It wasn’t difficult to steer the conversation to the Kessler crime, as a striking current example of a compound crime. Suppose the criminal were apprehended, Judd asked, in preparing a defence would it not be advantageous to let him stand for the kidnapping instead of the murder?

Well, in some states, yes, that would be a distinct advantage, the instructor said. But in Illinois, kidnapping had quite recently been made a capital offence – since that miserable case of the abducted little girl assaulted in the coal cellar, the Fitzgerald case. “And in this crime,” said the instructor, “if they ever catch the perpetrators, I’m afraid the best legal manipulation would be of no avail. There are times when law seems pointless – any verdict short of hanging would be corrected by a lynch mob, I imagine.” He flashed an academic smile that had in it a touch of their shared superiority to the mob.

After his next class he met Artie. They strolled across the Midway, Artie hooting about the latest stupidities of the cops – checking every Winton in town. They even had the car wrong! And the two tramps and the vagabond woman who had been caught with a busted typewriter – now that was something! And that reminded him. “How’d you make out last night, Jocko? Did you get in?”

“Oh,” said Judd, “it wasn’t that kind of a date.”

Artie horse-laughed. She’d been running around with a frat brother of his, and Sid was no chump – Sid was a newspaperman. Hell, when they had all been together on Friday, hadn’t Judd been able to see that the girl was Sid’s push? Did he think a newspaperman would be wasting time with a girl that didn’t come across? Artie was willing to bet a ten-spot he could lay Ruth on his first date.

Judd was silent.

When he reached home, Aunt Bertha was already there, busily directing Emil in hanging summer curtains and draperies.
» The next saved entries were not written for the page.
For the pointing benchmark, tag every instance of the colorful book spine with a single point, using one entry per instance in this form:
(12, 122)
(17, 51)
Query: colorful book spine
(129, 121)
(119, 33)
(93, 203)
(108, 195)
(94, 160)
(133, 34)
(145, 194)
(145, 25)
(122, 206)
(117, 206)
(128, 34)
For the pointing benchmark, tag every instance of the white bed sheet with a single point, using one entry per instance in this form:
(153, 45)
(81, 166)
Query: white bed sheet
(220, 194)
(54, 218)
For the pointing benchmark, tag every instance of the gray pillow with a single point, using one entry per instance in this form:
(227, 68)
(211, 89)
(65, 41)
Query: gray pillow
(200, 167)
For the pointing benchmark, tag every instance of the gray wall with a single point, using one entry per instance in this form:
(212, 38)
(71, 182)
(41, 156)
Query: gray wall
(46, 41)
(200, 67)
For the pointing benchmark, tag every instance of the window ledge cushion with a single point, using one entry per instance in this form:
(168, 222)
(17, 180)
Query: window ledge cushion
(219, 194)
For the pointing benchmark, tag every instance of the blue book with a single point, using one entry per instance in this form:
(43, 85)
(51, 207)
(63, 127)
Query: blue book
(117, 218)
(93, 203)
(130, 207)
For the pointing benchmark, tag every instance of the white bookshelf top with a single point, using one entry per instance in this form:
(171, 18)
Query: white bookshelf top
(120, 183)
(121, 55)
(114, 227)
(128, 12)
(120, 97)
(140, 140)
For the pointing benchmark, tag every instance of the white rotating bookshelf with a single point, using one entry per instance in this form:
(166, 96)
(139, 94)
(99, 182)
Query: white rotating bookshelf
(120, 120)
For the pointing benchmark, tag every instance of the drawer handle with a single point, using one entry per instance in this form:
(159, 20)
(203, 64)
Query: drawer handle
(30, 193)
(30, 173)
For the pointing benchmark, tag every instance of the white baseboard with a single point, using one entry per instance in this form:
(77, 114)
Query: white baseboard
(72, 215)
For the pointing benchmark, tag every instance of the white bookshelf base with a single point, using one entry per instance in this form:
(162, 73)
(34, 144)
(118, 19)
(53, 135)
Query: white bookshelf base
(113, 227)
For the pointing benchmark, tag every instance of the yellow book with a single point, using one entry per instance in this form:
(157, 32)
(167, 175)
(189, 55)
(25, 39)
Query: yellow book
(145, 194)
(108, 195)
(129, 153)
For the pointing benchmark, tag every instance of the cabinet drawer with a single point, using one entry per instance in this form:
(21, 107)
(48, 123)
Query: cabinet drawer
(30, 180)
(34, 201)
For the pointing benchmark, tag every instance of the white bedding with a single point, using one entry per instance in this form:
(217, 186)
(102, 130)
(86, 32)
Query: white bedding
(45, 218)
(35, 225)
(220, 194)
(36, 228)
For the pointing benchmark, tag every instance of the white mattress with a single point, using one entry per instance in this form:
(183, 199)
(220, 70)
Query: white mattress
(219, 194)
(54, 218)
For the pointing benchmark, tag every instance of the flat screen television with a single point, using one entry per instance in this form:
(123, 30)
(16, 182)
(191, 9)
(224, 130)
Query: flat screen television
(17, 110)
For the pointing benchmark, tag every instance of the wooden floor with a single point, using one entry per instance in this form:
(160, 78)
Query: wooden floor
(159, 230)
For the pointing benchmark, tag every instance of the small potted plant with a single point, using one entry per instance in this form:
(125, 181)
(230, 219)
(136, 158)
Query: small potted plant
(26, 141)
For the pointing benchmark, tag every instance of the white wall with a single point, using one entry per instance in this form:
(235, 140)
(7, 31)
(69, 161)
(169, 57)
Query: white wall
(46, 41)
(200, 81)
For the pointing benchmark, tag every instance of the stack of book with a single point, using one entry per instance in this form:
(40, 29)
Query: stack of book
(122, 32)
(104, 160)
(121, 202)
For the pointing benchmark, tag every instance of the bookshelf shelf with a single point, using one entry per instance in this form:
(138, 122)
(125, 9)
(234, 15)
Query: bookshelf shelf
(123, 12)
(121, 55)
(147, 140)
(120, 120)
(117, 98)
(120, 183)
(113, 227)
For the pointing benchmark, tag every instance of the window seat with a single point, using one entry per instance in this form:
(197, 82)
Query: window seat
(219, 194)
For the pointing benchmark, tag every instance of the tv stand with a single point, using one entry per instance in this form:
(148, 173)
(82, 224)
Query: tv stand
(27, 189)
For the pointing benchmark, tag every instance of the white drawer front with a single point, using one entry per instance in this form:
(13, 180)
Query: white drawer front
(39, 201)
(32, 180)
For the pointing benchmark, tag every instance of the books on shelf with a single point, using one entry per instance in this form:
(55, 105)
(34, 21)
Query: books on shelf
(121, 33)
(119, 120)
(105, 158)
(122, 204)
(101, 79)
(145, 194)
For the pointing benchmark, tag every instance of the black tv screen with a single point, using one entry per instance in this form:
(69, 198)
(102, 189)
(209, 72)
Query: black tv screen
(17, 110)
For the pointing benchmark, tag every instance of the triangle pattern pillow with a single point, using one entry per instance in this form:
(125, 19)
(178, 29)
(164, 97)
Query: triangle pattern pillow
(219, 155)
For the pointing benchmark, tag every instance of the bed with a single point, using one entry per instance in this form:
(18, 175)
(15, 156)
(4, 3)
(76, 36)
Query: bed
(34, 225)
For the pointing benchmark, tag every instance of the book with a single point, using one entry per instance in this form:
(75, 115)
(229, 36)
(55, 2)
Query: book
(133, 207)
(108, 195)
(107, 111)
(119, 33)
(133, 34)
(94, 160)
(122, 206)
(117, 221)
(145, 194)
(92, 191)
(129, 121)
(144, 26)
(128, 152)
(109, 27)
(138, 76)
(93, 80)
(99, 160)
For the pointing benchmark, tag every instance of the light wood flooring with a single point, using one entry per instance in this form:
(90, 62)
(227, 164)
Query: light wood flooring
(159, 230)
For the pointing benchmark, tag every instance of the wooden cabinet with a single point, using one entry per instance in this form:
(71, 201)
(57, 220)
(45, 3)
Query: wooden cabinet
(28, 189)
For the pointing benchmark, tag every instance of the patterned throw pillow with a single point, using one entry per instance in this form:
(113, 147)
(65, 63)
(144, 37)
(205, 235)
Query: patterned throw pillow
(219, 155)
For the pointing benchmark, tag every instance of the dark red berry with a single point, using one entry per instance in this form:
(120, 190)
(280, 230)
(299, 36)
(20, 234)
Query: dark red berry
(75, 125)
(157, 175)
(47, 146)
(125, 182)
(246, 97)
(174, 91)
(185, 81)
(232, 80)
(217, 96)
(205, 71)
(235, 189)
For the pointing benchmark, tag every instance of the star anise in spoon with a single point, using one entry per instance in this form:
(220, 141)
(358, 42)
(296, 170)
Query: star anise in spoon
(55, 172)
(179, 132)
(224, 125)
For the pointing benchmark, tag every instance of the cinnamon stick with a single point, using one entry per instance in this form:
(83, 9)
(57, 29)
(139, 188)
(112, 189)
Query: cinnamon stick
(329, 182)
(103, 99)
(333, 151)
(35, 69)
It should have been done long ago! No woman in the house! And suddenly Aunt Bertha fixed her eyes on Judd, coming up to him and touching his sleeve. “And how are things with you, Judd? You’re looking worried. What can a boy like you have to worry about? He passes his Harvard exam with flying colours. And in a week he’s running off to sow his wild oats in Europe, and he’s worried!”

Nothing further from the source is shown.